Met betrekking tot de verwijzing naar het woord ‘maffia’ in de column valt op dat dit strikt genomen alleen wordt gebruikt in verband met de rol van de burgemeester. Voor zover klager zich daardoor aangesproken voelt, merkt het hof op dat het woord gebruikt wordt in verband met geschillen tussen de Gemeente en klagers familie die – zo komt uit het dossier naar voren – soms hard tegen hard worden uitgevochten en waarin van beide zijden publiciteit niet wordt geschuwd.
Gelet op die context verwacht het hof niet dat de strafrechter die over deze zaak zou moeten oordelen tot een veroordeling van beklaagde [beklaagde 1] zou komen.
Het strafrecht is een uiterste middel ter handhaving van de rechtsorde en dient slechts ingezet te worden indien het algemeen belang dat vereist.
Voor zover de geringe kans dat de strafrechter wel tot veroordeling van [beklaagde 1] zou komen wel aanwezig zou zijn, kan het hof de beslissing van de officier van justitie om niet tot vervolging over te gaan billijken; er is onvoldoende maatschappelijk belang om het ultimum remedium dat strafvervolging is te kunnen rechtvaardigen.

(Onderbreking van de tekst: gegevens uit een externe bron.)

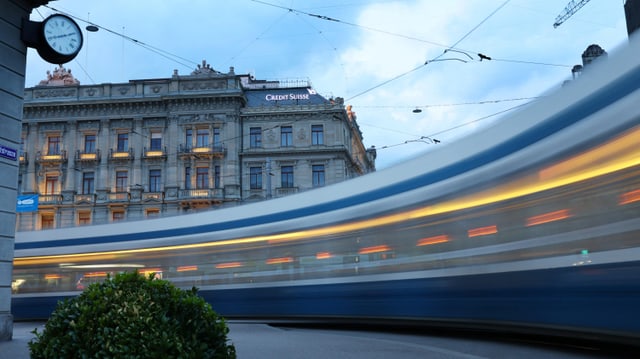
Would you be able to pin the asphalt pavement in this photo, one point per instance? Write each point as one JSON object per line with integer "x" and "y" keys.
{"x": 259, "y": 340}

Ten aanzien van beklaagde [beklaagde 2] heeft klager aangevoerd dat deze in een e-mail-wisseling met [beklaagde 1] informatie heeft aangedragen voor de column van [beklaagde 1] . Het hof constateert dat daarmee nog niet is gezegd dat [beklaagde 2] in een direct verband staat met de door [beklaagde 1] gebezigde bewoordingen in de column ter zake van bedreiging en vernieling door beklaagde. Er is een te ver verwijderd verband om [beklaagde 2] strafrechtelijk aansprakelijk te kunnen houden voor de uitlatingen op dit punt in de column. Het is dan ook niet te verwachten dat de strafrechter aan wie de zaak zou worden voorgelegd ten aanzien van [beklaagde 2] tot bewezenverklaring van een strafbaar feit zou kunnen komen.
Op grond van al hetgeen hiervoor is overwogen, zal het hof als volgt beslissen.

6.De beslissing

Het hof wijst het beklag af.
Deze beschikking, waartegen voor betrokkenen geen rechtsmiddel openstaat, is gegeven op 31 mei 2017 door mrs. P.C. Kortenhorst, voorzitter, S. Clement en N.A. Schimmel, raadsheren, in tegenwoordigheid van J.K. Krijnen, griffier, en – de griffier daartoe buiten staat zijnde – alleen ondertekend door de voorzitter.